German energy giant EON expressed confidence in its planned massive assets swap with RWE’s renewable energy subsidiary, despite weaker first quarter results released Monday.
Essen-based group EON, which suffered terrible losses from 2014 until 2016 due to restructuring and Germany’s abandoning of nuclear power, has since got back in the black, but its figures were down for the first quarter of 2019.
Between January and March, its adjusted net profit — which strips out discontinued operations in the renewables segment, as well as other non-operating effects — declined 11 percent year-on-year to 650 million euros ($730 million).
Its adjusted operating profit also fell eight percent to 1.17 billion euros.
The figures roughly tally with the expectations of analysts from financial services provider Factset, which expected adjusted net income of 626 million euros and adjusted operating income of 1.15 billion euros.
“Aside from the special case of the United Kingdom,” where capped prices and keen competition saw a sharp decline in the group’s profits, “our core businesses delivered a solid performance,” said chief financial officer Marc Spieker.
The German energy giant has confirmed its target for adjusted operating income for 2019 is between 2.9 and 3.1 billion euros.
The adjusted net income is expected to be in the range of 1.4 to 1.6 billion euros.

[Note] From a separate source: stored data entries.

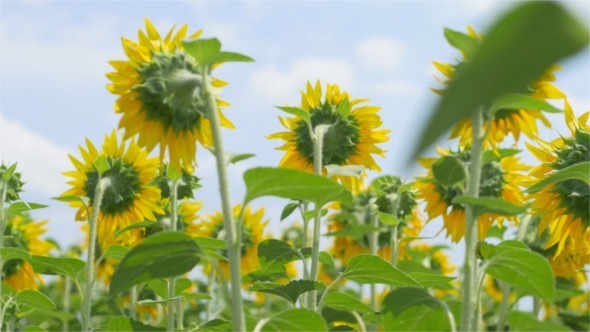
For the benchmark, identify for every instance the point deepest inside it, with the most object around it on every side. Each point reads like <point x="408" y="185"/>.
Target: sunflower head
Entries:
<point x="129" y="198"/>
<point x="24" y="234"/>
<point x="501" y="177"/>
<point x="563" y="206"/>
<point x="351" y="138"/>
<point x="160" y="90"/>
<point x="13" y="184"/>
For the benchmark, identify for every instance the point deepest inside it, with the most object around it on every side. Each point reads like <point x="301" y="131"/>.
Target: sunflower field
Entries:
<point x="356" y="258"/>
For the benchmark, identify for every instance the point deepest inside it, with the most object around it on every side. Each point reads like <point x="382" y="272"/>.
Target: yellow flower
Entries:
<point x="129" y="198"/>
<point x="26" y="234"/>
<point x="252" y="235"/>
<point x="500" y="178"/>
<point x="146" y="102"/>
<point x="563" y="206"/>
<point x="506" y="121"/>
<point x="351" y="139"/>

Last year EON announced plans to take over German rival RWE’s renewables unit Innogy as part of a complex asset swap deal set to shake up the energy sector.
“The planned transaction with RWE is right on schedule,” EON said of the deal that is expected to impact the two energy giants’ financials.
EON added that as expected, the European Commission in March opened an in-depth probe into the deal but that the company was “confident that it will obtain the necessary approvals in the second half of 2019”.
The redistribution of assets allows the two former rivals to specialise in energy distribution and production respectively.